Leila Shahid, Ambassador of Palestine to the EU, Belgium and Luxembourg, was at UCL today for a talk about “The Urgency in Palestine.” Last semester, we had the visit of Daniel Taub, Israeli Ambassador to the UK, so this was a good chance to compare their narratives of the conflict.
To begin with, Mr. Taub was interrupted twice during his introduction by people who called him a “representative of a terrorist state” and highlighted the injustice in the inability of many Palestinians to use the platform he had been offered. You can see the chaos (and the audience’s giggles) on this video by the Editor London Tab. Taub reacted like a Diplomat, regretting that the two people who tried to boycott him preferred to leave the room over discussing during question time.
Shahid on the other side, was quite happily welcome. It was obvious she had the audience on her side, and this allowed her to be warmer and more genuine in her presentation. Taub was a genius of framing and sticking to talking points. Every difficult question that he got, he managed to turn on his favor. Though he wasn’t necessarily convincing. Shahid on her side was a champion of spontaneity and a very didactic speaker, but she lacked Taub’s articulation.
I thought her sharp and honest quotes spoke for themselves, so here is a selection of what she said:
On Israel and International Law
Nobody is above the law, but Israel has been treated as a country above the law.
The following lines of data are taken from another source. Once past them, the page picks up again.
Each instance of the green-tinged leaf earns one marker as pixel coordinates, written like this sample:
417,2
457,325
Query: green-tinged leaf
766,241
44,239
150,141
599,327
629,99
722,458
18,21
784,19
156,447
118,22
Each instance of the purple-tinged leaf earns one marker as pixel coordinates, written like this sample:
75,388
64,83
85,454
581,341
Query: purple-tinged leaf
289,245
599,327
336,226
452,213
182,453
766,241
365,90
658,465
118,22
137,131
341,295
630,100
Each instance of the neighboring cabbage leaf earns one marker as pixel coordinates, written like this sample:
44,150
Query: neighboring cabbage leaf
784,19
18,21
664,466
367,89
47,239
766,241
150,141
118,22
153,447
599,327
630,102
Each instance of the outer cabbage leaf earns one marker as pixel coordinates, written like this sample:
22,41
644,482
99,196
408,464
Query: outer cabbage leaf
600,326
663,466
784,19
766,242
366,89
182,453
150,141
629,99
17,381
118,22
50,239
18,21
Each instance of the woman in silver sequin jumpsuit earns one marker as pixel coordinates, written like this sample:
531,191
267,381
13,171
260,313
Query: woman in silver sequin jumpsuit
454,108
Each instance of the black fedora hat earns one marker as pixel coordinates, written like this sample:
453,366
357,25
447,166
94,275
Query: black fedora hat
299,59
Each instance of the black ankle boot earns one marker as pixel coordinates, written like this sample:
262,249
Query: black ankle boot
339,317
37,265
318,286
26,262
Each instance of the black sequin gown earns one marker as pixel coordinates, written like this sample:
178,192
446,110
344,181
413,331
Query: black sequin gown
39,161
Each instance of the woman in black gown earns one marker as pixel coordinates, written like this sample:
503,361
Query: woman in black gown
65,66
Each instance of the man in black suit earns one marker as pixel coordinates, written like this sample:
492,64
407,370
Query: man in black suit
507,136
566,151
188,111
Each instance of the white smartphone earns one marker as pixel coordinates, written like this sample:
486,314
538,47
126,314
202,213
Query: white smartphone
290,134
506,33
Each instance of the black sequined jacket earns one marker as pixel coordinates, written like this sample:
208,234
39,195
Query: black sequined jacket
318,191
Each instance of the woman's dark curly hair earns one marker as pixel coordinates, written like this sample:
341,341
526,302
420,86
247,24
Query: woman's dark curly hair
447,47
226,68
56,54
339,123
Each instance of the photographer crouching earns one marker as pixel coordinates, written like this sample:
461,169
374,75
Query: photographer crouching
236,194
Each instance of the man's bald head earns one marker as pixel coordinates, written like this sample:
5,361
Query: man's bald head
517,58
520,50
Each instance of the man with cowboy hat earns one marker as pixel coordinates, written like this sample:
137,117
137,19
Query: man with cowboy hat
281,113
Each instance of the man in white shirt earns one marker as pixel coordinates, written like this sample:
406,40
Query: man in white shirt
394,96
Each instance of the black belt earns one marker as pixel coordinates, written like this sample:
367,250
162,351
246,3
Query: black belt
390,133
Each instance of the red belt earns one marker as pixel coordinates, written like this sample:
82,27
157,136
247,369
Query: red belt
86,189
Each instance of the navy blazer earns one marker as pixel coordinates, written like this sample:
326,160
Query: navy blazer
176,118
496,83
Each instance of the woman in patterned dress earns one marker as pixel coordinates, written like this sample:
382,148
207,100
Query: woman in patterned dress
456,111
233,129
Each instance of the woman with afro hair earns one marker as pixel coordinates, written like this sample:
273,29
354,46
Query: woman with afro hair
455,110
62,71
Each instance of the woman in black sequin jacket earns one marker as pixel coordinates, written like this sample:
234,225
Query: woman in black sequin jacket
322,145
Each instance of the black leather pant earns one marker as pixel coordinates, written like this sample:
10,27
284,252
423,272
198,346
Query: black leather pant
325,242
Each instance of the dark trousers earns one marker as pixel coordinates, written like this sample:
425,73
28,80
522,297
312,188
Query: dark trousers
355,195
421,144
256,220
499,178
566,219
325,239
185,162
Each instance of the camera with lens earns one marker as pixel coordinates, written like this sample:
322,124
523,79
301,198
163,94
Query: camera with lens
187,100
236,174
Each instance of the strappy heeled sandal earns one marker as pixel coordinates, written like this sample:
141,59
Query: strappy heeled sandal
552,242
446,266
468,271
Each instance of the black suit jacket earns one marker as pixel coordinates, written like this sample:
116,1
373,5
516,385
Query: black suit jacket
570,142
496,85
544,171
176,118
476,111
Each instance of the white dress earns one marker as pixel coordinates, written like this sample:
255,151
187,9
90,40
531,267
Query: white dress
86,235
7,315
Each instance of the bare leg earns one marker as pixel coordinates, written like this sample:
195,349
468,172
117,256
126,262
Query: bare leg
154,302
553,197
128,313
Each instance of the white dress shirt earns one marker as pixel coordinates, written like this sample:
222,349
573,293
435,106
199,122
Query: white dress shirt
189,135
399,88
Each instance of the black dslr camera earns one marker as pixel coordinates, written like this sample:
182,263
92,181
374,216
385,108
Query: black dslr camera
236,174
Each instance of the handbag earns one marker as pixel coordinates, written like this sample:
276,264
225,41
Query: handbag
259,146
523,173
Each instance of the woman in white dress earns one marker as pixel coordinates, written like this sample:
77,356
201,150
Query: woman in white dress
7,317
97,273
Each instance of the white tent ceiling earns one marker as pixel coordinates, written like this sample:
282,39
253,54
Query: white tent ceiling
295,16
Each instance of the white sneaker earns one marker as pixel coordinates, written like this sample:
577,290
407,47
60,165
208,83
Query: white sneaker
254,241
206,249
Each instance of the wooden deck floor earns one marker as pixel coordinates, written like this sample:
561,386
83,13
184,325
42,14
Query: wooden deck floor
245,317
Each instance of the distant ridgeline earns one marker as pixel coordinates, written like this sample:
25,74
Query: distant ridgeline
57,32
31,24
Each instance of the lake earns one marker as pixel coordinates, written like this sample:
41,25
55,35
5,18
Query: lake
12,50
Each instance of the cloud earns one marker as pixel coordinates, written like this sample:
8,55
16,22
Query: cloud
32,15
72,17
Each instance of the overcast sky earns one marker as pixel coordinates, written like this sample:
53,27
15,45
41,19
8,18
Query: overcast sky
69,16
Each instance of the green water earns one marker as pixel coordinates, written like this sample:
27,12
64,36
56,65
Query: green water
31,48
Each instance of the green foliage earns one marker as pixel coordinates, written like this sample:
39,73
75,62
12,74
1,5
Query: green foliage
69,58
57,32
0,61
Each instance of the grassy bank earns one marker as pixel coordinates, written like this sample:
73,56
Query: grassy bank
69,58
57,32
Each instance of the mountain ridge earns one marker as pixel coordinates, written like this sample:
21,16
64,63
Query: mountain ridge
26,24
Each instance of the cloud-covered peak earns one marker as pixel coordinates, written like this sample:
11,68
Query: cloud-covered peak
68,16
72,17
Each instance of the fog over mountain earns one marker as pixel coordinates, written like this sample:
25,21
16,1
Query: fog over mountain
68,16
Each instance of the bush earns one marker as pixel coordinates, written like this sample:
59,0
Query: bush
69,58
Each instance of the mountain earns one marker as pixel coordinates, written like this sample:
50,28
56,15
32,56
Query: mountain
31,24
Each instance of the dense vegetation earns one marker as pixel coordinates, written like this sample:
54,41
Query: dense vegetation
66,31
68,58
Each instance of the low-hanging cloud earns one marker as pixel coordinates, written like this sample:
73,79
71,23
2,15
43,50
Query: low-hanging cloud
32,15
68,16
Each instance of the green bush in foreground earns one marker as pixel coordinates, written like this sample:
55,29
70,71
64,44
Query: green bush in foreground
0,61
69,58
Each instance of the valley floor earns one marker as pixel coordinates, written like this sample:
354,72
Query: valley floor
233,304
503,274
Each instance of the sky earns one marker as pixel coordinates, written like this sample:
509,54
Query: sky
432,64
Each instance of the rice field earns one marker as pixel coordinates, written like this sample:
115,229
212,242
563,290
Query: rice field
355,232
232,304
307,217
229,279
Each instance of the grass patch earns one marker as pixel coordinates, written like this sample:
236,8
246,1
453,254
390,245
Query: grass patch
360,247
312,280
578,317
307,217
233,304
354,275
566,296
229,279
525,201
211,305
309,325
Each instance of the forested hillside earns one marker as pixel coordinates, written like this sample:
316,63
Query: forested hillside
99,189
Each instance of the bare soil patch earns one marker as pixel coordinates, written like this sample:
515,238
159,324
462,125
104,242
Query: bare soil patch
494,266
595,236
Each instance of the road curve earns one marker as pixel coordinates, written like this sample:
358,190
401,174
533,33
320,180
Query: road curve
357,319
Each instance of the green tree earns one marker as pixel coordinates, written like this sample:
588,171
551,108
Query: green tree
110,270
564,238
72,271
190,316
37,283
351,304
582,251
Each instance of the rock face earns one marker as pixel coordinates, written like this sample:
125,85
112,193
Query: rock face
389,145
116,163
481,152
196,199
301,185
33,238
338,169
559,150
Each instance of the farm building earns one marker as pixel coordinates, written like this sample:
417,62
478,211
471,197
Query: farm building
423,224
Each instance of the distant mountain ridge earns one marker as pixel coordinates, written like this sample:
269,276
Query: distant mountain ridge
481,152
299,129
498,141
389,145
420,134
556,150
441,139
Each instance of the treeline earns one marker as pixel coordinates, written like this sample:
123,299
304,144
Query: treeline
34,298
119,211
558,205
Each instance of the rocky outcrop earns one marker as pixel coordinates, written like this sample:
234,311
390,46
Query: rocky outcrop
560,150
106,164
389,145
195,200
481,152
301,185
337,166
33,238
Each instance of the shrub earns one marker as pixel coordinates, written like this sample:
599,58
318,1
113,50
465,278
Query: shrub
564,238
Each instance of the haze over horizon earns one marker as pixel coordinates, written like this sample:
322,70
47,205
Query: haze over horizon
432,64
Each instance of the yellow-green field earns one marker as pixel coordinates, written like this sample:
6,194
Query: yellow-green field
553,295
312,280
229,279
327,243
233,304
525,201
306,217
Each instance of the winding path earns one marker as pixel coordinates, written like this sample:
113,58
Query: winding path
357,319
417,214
International law is what allows coexistence, and Israel is allowed to break it both because of Europe’s guilt in relation to the Holocaust and because of Britain’s involvement in the Mandate for Palestine. The best way to have peace is to restore these tools for coexistence.
On life in Palestine
There is an entire generation of Palestinians, everyone under 48, who doesn’t know what a life without military occupation is like. This affects every aspect of people’s lives. Palestinians want first and foremost equal rights and an end to an occupation that only produces frustration.
On Palestinian Statehood
When we demand a state, we do so with the borders of 1967, and we recognize Israel’s right to exist within those borders. This is less than a quarter of what the British Mandate of Palestine used to be. But Palestinians know a country’s greatness is not measured by its number of kilometers.
On the international community
The West’s hypocrisy when it comes to Palestine and other conflicts backlashes, and we are seeing this with attacks in the capitals of Europe. The responsibility of the international community is bigger than the Israeli. I can understand Israel after all they went through with the Holocaust. Of course you are scared. But the international community has no excuse for its behavior with regard to Palestine. It’s just shortsightedness.
What is stopping the negotiations is not Hamas. Hamas are against the occupation, but they are not radical islamists and they don’t have the delirium of the salafists. This means they can become a political force. I don’t like them, but they can be. The US is not an honest mediator; it is totally on Israel’s side. The strength of Israel is so uneven that the current negotiating scenario is useless for us.
And then, when asked about what can be done to avoid aid to Gaza being used “to build bombs,” her least articulate response and one that would have certainly received way more backlash in a context with less students and more journalists… Honestly, it was one of the worst euphemisms I have heard lately.
It’s not bombs. Rockets are tubes that they use for plumbing, filled with fertilizers. Most of them don’t harm anybody. I still don’t want them to be used, clearly. But governments or NGOs don’t finance bombs, because these are not bombs, they are tubes. The financing of military weapons occurs the other way around, with military support to Israel.